The Supreme Court is poised to hear arguments on Tuesday about whether the Biden administration overstepped in regulating so-called ghost guns, untraceable firearms assembled from kits bought online.
Administration officials have argued that the kits should be subject to the same reporting requirements as other firearms because ghost guns have soared in popularity in recent years, becoming tools for criminals who cannot pass background checks or other requirements for purchasing firearms.
Although it centers on guns, the case before the court is not about the Second Amendment, but rather about the limits of the power of administrative agencies. At issue is whether the Bureau of Alcohol, Tobacco, Firearms and Explosives acted outside its bounds in issuing a regulation in 2022 to expand the definition of “firearm” under the Gun Control Act of 1968.
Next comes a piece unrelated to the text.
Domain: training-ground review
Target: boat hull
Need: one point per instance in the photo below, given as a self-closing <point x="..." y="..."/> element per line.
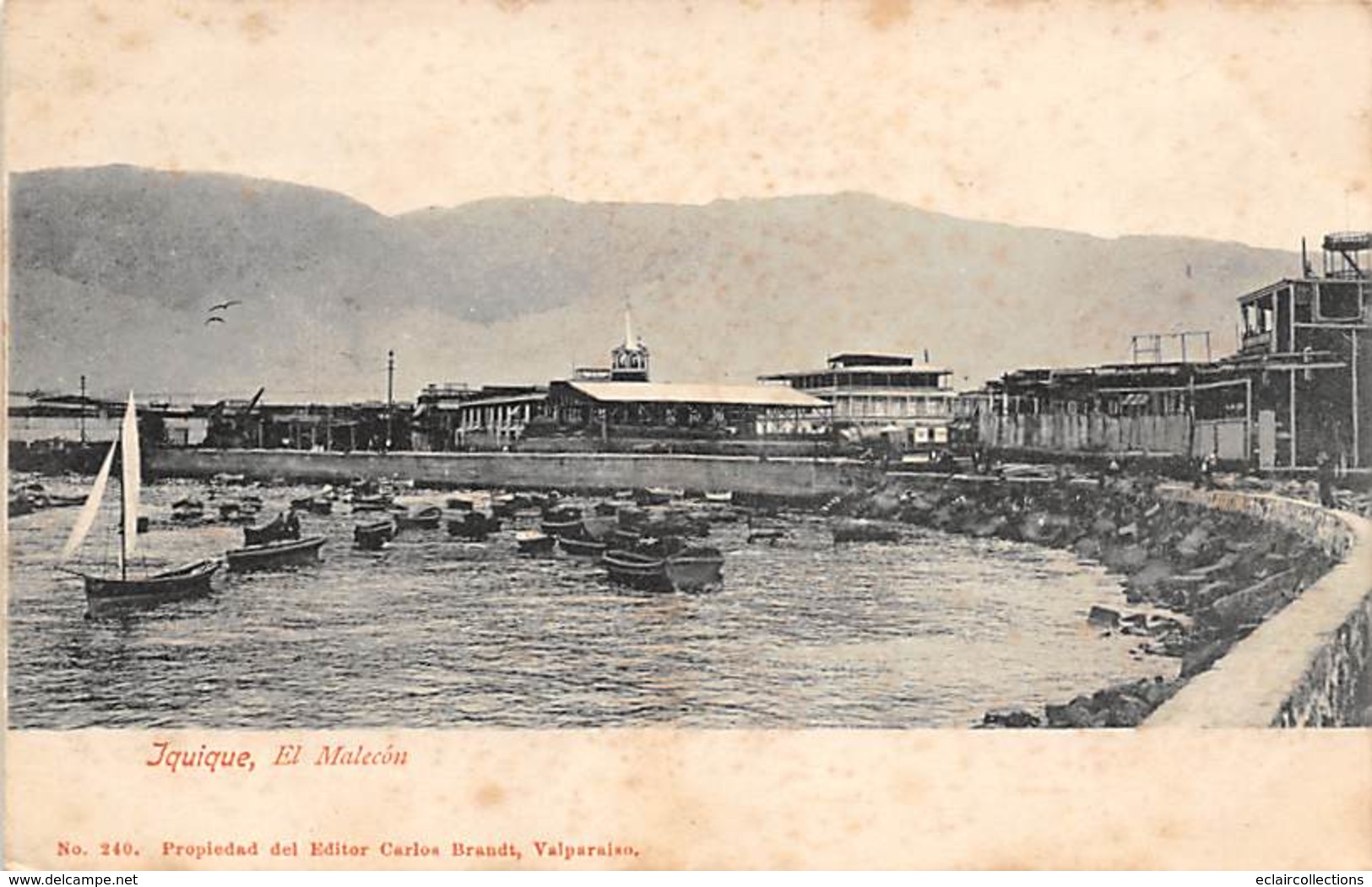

Under the regulation, gun makers and sellers must be licensed to sell the kits, the products must be marked with serial numbers so they can be traced and would-be buyers must pass a background check.
The dispute is the latest challenge to the federal government’s limited attempts to address gun violence, particularly as legislative efforts have stalled in Congress.
In the previous term, a majority of the justices struck down a federal ban on bump stocks, devices that attach to firearms to enable semiautomatic rifles to fire at speeds rivaling those of machine guns. The Trump administration had banned the devices after a massacre at a country music festival in Las Vegas in 2017.